Переиграть Афродиту (СИ) - Самтенко Мария. Страница 30

Третий голос — самый опасный. Он вроде бы ничего и не просит, и говорит тихо, но иногда ей хочется улыбнуться, а иногда — встать, отогнать густой туман, положить руки ему на плечи, скользнуть ладонями по спине, обнимая, и…

Тогда — очень редко, но все же бывает — она возвращается в свое тело и ощущает мягкую лежанку под спиной и чуткие пальцы в волосах. Это прикосновение не причиняет боли, от него не хочется бежать, оно не обязывает ни к чему, но Персефона интуитивно чувствует, что это ловушка.

Третий голос тоже хочет, чтобы она вернулась.
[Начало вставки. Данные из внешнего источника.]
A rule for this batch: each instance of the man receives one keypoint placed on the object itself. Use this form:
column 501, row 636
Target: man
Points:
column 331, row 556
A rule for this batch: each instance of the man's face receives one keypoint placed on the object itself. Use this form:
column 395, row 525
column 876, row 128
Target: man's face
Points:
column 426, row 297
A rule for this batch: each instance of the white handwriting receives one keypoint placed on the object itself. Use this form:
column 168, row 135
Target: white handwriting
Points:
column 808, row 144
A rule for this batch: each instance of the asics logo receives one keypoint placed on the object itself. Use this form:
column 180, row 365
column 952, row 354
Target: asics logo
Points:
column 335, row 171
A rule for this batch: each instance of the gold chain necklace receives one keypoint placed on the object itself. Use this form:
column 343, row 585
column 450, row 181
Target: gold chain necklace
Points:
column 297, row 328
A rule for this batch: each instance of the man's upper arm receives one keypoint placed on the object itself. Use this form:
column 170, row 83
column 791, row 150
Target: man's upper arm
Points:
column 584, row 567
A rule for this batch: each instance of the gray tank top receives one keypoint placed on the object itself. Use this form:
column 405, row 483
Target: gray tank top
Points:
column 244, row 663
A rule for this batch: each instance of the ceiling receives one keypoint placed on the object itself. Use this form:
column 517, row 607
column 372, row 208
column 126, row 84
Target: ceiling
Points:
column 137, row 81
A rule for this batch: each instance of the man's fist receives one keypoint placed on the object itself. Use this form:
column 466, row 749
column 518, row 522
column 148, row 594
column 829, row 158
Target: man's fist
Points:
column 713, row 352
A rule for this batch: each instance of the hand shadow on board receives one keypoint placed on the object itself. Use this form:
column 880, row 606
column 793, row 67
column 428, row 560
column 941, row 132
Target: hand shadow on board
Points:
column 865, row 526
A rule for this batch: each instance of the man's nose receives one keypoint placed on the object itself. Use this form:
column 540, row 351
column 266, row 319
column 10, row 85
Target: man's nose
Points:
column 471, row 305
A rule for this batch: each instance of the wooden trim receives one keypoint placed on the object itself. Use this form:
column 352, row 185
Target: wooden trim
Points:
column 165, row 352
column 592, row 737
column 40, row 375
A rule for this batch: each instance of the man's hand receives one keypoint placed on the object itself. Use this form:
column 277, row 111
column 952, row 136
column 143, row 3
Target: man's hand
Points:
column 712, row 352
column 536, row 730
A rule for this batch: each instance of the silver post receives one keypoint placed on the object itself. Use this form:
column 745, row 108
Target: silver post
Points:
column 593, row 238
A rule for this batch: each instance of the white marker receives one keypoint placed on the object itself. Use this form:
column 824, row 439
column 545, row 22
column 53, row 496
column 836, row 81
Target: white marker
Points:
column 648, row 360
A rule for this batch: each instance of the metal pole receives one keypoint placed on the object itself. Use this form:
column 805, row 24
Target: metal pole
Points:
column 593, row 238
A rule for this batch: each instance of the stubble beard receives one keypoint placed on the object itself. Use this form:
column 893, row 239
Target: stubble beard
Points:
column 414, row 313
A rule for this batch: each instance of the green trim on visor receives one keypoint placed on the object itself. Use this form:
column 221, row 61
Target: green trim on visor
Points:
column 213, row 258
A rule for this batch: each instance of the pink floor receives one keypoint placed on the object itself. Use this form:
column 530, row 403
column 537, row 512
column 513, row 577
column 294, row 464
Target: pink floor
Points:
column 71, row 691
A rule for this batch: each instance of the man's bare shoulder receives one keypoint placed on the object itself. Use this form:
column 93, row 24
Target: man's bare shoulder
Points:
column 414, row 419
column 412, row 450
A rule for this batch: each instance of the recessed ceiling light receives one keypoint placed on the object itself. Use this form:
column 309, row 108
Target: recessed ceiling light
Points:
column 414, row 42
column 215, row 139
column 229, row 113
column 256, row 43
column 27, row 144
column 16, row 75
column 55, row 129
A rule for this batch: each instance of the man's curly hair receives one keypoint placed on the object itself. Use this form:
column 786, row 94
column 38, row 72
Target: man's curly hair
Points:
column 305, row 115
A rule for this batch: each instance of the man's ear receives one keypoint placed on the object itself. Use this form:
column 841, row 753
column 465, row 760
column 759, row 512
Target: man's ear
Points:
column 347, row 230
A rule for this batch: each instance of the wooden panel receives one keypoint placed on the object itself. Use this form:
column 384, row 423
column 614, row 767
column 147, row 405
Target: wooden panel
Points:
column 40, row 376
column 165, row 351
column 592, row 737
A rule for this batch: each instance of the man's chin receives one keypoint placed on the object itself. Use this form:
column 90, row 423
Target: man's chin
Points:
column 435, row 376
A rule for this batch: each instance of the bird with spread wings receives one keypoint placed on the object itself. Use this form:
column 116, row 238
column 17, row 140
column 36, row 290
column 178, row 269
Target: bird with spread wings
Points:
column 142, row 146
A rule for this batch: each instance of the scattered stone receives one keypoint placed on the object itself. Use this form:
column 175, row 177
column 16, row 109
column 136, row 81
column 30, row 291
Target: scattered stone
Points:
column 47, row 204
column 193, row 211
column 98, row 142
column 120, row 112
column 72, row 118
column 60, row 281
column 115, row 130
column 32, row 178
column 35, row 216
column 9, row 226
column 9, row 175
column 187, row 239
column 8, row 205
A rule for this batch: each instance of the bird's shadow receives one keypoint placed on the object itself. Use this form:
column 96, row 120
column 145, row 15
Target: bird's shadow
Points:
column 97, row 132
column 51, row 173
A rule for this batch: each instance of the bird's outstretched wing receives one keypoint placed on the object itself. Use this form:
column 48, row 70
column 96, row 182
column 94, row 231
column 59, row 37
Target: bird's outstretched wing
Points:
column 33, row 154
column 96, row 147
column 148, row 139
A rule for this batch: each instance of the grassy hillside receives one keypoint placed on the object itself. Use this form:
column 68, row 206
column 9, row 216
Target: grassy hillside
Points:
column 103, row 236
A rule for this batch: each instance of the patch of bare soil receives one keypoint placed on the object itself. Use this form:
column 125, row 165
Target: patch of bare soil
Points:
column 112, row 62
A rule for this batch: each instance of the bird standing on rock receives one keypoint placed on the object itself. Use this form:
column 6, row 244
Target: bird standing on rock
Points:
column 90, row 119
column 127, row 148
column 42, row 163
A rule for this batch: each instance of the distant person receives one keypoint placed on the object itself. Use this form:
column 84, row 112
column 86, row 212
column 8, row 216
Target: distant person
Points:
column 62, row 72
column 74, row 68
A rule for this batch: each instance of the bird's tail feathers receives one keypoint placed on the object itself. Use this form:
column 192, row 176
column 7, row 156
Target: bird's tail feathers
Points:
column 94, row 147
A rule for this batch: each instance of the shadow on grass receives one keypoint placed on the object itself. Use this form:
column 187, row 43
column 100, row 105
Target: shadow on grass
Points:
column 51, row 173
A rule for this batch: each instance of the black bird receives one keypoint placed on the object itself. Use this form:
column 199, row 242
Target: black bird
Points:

В какой-то момент появляется четвертый голос. Он-то как раз зовет, всхлипывает, шумно рыдает и просит прощения, и от этого голоса Персефоне хочется спрятаться. Провалиться поглубже, спрятаться подальше. Каждый раз она с охотой принимает темное облако, чтобы не слушать откровений четвертого голоса о том, как голос хотел, чтобы Персефона была счастлива, и что он не знал (не знала?), что она невинна, иначе никогда не отдал (отдала?) ее Пейрифою. Тому самому, с грубыми руками, самодовольным смехом и скользким, намазанным маслом телом.

Четвертый голос редко приходит один. Обычно он появляется вместе с первым или со вторым, словно они не до конца ему доверяют. С третьим — никогда, они, кажется, избегают друг друга. Персефона понимает третий голос как никогда. От четвертого голоса ей тоже хочется держаться подальше.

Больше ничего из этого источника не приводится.